Talking About Talking

Remember my post last year, Filler Up!? It was all about those sounds we make when we're talking that aren't really words, more like interjections, sounds that fill the void brought on by pauses in speech, vocalized pauses or filled pauses, fillers for short. That post included my commentary along with the text of an interview that was not otherwise published. But the reporter had used some quotes from the interview in an International Business Times article published on January 29 2014, entitled Like, Uh, You Know: Why Do Americans Say 'You Know' And Use Other Verbal Fillers So Often?

Now then, that article was reprinted in Vocable, a French magazine whose content is mostly in English, published for readers who are learning English as a second (or third, fourth, fifth, etc.) language, many of them young professionals in France. The piece was published in the March 6-19, 2014 issue of the magazine. And that issue, like every other issue, was packaged together with a CD supplement. That makes a great deal of sense, since it's one thing to learn how to read text written in a foreign language, but another thing entirely to learn how to understand a foreign language as it's spoken.

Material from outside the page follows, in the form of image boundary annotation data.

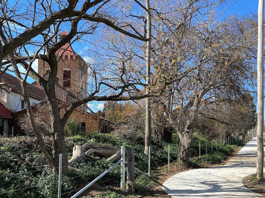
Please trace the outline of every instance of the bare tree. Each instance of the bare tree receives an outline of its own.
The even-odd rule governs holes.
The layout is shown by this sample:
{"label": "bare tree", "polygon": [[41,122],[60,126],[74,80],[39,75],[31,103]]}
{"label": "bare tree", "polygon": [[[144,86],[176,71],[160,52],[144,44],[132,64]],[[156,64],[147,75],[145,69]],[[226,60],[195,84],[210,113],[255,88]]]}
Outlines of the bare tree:
{"label": "bare tree", "polygon": [[263,178],[263,162],[264,161],[264,147],[263,145],[264,124],[264,100],[263,76],[263,13],[264,1],[259,1],[258,13],[258,123],[257,125],[257,177],[261,180]]}
{"label": "bare tree", "polygon": [[[147,38],[150,40],[146,42],[146,83],[148,86],[149,84],[150,78],[150,47],[151,44],[151,15],[150,13],[150,3],[149,0],[145,0],[146,9],[147,26]],[[148,94],[150,91],[149,88],[146,89],[146,94]],[[144,153],[147,155],[148,153],[148,146],[151,145],[151,110],[150,109],[150,101],[149,98],[145,99],[145,128],[144,137]]]}
{"label": "bare tree", "polygon": [[[22,88],[31,125],[46,160],[54,171],[57,172],[58,169],[55,168],[59,166],[58,158],[53,156],[62,154],[63,168],[62,173],[67,174],[67,159],[63,128],[75,108],[93,101],[138,100],[160,95],[163,87],[170,82],[163,78],[162,80],[165,84],[160,86],[161,89],[155,92],[146,94],[145,89],[147,85],[142,82],[141,77],[136,73],[127,72],[129,69],[126,67],[129,67],[129,64],[127,59],[121,60],[117,57],[116,58],[121,61],[118,62],[121,63],[118,69],[114,69],[114,65],[109,65],[107,71],[106,67],[105,70],[101,69],[103,66],[100,63],[98,63],[98,65],[94,67],[88,63],[90,66],[89,74],[93,77],[88,84],[91,91],[83,90],[86,94],[71,104],[61,116],[57,102],[55,84],[57,73],[57,61],[60,58],[56,57],[56,52],[62,46],[67,43],[85,40],[84,37],[93,34],[97,28],[103,31],[106,27],[136,40],[147,41],[149,39],[139,35],[137,32],[140,31],[137,31],[132,25],[130,28],[123,26],[122,19],[119,19],[123,18],[122,13],[118,12],[116,16],[111,13],[113,7],[117,6],[116,9],[118,9],[118,1],[95,0],[91,2],[85,1],[83,4],[81,1],[72,0],[36,1],[33,4],[30,1],[27,3],[29,4],[26,4],[17,1],[15,5],[12,5],[9,4],[8,0],[1,1],[3,14],[0,19],[0,36],[1,42],[3,44],[0,56],[2,59],[1,74],[8,70],[10,70],[10,67],[13,66]],[[23,9],[25,11],[21,12]],[[126,28],[123,29],[123,27]],[[69,34],[58,39],[59,31],[66,28],[70,30]],[[33,53],[29,52],[33,49]],[[49,65],[50,72],[48,79],[39,75],[32,68],[33,63],[36,59],[43,60]],[[113,64],[116,62],[113,60]],[[26,71],[25,77],[22,77],[18,69],[17,64],[19,64]],[[101,69],[98,69],[98,68]],[[110,76],[108,72],[112,76]],[[46,95],[50,113],[53,151],[45,146],[34,119],[26,85],[29,76],[42,87]],[[93,85],[89,84],[91,81]],[[106,95],[106,91],[110,89],[113,90],[112,93],[114,94]]]}

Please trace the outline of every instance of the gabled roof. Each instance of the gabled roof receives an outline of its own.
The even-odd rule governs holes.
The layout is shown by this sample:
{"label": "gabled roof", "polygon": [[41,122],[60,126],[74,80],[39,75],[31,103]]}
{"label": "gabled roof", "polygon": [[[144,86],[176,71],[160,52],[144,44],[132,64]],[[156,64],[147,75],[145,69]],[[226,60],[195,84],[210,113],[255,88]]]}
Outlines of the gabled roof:
{"label": "gabled roof", "polygon": [[[5,72],[2,75],[3,82],[11,87],[10,90],[14,92],[20,94],[22,92],[21,87],[19,82],[15,76]],[[27,82],[27,90],[30,97],[40,100],[43,100],[46,98],[45,93],[43,90]]]}
{"label": "gabled roof", "polygon": [[13,116],[10,114],[10,112],[0,102],[0,117],[13,118]]}
{"label": "gabled roof", "polygon": [[[59,36],[63,37],[68,35],[68,32],[64,30],[59,34]],[[63,59],[75,59],[77,57],[77,54],[75,52],[69,42],[65,43],[58,50],[56,54],[57,57],[61,57]]]}

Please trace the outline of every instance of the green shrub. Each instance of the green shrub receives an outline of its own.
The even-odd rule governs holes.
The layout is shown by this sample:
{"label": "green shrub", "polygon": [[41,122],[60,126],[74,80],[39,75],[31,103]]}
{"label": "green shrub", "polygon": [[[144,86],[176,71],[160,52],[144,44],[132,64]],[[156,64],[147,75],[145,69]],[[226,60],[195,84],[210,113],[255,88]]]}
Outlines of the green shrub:
{"label": "green shrub", "polygon": [[82,131],[80,125],[75,118],[68,120],[64,127],[64,133],[66,137],[81,135],[83,136],[85,134]]}
{"label": "green shrub", "polygon": [[124,197],[114,192],[108,191],[94,196],[83,197],[82,198],[123,198]]}
{"label": "green shrub", "polygon": [[148,188],[156,186],[153,181],[143,175],[136,178],[135,185],[135,191],[140,193],[145,193]]}
{"label": "green shrub", "polygon": [[208,165],[220,163],[226,159],[224,153],[216,151],[200,157],[194,157],[192,159],[191,162],[195,165]]}

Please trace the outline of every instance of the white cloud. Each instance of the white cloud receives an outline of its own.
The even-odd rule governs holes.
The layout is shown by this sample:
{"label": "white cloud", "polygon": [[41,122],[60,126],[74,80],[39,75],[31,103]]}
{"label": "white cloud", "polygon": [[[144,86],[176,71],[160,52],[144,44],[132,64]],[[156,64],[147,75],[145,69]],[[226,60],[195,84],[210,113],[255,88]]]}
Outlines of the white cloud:
{"label": "white cloud", "polygon": [[88,56],[84,56],[82,57],[84,60],[89,64],[95,64],[95,60],[94,59]]}
{"label": "white cloud", "polygon": [[36,72],[38,72],[38,59],[35,59],[31,65],[31,68],[34,69]]}
{"label": "white cloud", "polygon": [[99,103],[98,105],[98,106],[97,107],[97,108],[98,109],[103,110],[104,108],[104,103]]}
{"label": "white cloud", "polygon": [[93,104],[92,103],[89,103],[87,104],[87,106],[89,108],[93,107]]}

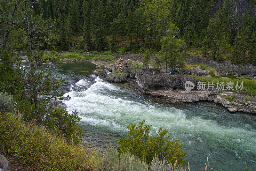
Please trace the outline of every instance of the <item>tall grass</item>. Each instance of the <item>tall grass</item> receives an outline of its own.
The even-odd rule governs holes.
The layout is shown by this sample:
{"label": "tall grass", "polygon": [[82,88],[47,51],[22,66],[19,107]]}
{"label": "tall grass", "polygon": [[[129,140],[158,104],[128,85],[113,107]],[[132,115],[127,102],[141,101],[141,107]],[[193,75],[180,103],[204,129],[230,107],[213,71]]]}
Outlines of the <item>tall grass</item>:
{"label": "tall grass", "polygon": [[102,155],[100,150],[71,145],[34,123],[0,113],[0,153],[7,153],[44,171],[190,170],[188,162],[187,168],[181,167],[156,156],[147,163],[129,152],[119,154],[111,145]]}
{"label": "tall grass", "polygon": [[147,163],[136,155],[131,155],[126,152],[119,156],[117,151],[110,144],[101,160],[101,169],[106,171],[185,171],[183,167],[174,164],[169,164],[164,159],[159,159],[155,156],[151,163]]}
{"label": "tall grass", "polygon": [[4,90],[0,92],[0,112],[10,112],[13,110],[16,103],[12,96]]}
{"label": "tall grass", "polygon": [[[194,78],[199,80],[202,82],[205,82],[208,84],[208,82],[211,83],[213,81],[216,84],[219,82],[224,82],[226,84],[227,82],[231,81],[234,82],[235,86],[236,82],[238,83],[244,82],[243,90],[242,92],[245,94],[252,96],[256,96],[256,80],[252,79],[248,79],[246,78],[236,78],[233,79],[224,79],[221,78],[210,77],[210,78],[191,76]],[[239,84],[240,85],[240,84]]]}

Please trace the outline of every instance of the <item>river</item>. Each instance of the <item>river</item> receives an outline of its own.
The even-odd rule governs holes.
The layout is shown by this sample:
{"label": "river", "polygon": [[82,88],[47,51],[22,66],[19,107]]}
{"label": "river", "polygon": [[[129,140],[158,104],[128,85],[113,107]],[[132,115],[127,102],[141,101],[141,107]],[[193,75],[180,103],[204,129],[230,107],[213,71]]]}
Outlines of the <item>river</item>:
{"label": "river", "polygon": [[72,96],[65,106],[70,112],[79,111],[79,124],[89,147],[104,149],[110,142],[117,145],[117,140],[127,135],[129,123],[145,120],[152,126],[151,134],[166,128],[171,140],[184,144],[192,171],[201,170],[207,157],[213,170],[256,170],[255,115],[231,114],[211,102],[174,104],[143,95],[132,85],[109,83],[96,76],[92,72],[96,68],[87,61],[62,68],[58,72],[66,79],[64,95]]}

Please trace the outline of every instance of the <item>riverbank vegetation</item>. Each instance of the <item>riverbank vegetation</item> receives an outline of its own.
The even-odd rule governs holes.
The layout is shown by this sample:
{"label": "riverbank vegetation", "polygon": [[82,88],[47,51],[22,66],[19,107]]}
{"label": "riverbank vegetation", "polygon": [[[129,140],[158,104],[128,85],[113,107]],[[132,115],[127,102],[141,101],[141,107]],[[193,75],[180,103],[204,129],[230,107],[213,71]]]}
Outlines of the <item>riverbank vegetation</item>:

So, for the CD supplement, I was contacted by Shelly De Vito and asked if she could conduct a telephone interview with me, based on the article. Shelly turned out to be an utterly charming interviewer, and what resulted from our interchange was a wide-ranging conversation about speech, talking about talking. And while I am by no means as well spoken as she is, my own speech I freely admit is full of fillers and other kinds of paralinguistic tics and nonfluencies, I think the interview wound up being quite interesting. 

Well, anyway, I think so, you may not agree. But if you're willing to give it a go, here is A Conversation About Speech, courtesy of YouTube:

And in case  you'd like a better look at the magazine and the article therein, voila:

C'est tres jolie, n'est-ce pas?  Ummm, like, you know, yeah!